Las mujeres invisibles carecen además de voz. Oiréis a muchos hablar en su nombre, nunca a ellas. Cuando las quieran salvar, cuando las quieran proteger, cuando las quieran esconder, cuando las quieran echar, tampoco podréis escucharlas, porque nadie les pregunta, nada, nunca.
Son las mujeres transparentes, las de la mirada secreta. La sociedad mira a través suyo, las oculta con disimulo bajo la alfombra desteñida del progreso y niega su existencia, porque se avergüenza. No encontrareis a nadie, político o cliente, que admita haberlas visto, haber escuchado de su boca palabra, risa o lamento. Alguien vertió en su copa la pócima siniestra de la invisibilidad social y hoy vagan por los bosques desencantados que circundan las ciudades. Son las mujeres invisibles, los papeles las desmienten, contradicen su existencia, son una hipótesis sin formular aún: princesas confundidas, desterradas, que viven a diario el exilio forzoso de la desesperación.
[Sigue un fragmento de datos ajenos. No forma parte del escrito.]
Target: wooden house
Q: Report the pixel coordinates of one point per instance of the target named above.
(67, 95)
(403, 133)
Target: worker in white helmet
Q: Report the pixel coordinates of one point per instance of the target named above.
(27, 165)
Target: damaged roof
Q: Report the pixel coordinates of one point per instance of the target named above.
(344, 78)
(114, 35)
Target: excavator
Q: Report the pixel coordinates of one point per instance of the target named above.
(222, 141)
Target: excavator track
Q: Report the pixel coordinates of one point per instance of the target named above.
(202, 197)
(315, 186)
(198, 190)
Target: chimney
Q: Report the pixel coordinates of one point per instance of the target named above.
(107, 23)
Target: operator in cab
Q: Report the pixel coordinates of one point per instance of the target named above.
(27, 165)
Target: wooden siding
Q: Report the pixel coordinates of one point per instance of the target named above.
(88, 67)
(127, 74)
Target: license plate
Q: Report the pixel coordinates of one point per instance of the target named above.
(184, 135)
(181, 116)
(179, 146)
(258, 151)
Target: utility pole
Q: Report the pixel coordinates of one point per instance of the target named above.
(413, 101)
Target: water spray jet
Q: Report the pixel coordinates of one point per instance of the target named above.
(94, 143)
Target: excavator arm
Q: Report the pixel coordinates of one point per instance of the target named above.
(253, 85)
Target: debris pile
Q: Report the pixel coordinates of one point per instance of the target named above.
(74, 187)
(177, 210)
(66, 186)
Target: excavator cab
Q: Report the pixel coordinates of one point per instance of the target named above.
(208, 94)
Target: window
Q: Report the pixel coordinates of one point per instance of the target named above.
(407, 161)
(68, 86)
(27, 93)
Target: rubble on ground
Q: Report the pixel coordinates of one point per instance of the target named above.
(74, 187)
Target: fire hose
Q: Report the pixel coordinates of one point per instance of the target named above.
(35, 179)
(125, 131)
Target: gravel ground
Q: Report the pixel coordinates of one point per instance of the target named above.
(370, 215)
Sin embargo, cada noche, en la casa de campo, sale vaho de sus bocas cuando ríen, reunidas en torno a la hoguera cómplice de su conversación. Si escucharais con atención las oiríais hablar con una ternura desacostumbrada de sus novios, de sus hijos, de lo que la vida tiene aún reservado para ellas; las oiríais discutir, prometer, lamentarse a veces, aunque discretamente, sin perjuicio de la alegría. Si escucharais, las oiríais también celebrar su cumpleaños un día, con un pollo rostizado comprado a los ambulantes que frecuentan sus espacios. Luego el brindis emocionado, cerveza y plástico, las palabras que se anudan en la garganta, los aplausos y las risas, los bolsillos de la memoria cedidos ya a fuerza de tanta ausencia.
Mientras, a su espalda, el horizonte soberbio de la ciudad, con sus torres de cristal, duerme tranquilo, ajeno a todo, también a su propia fragilidad. Pero allí arriba, arriba, está la vida, hablando en muchas lenguas distintas el idioma común de la esperanza. Son las mujeres invisibles. No las podréis ver pero son, tal vez, lo único real.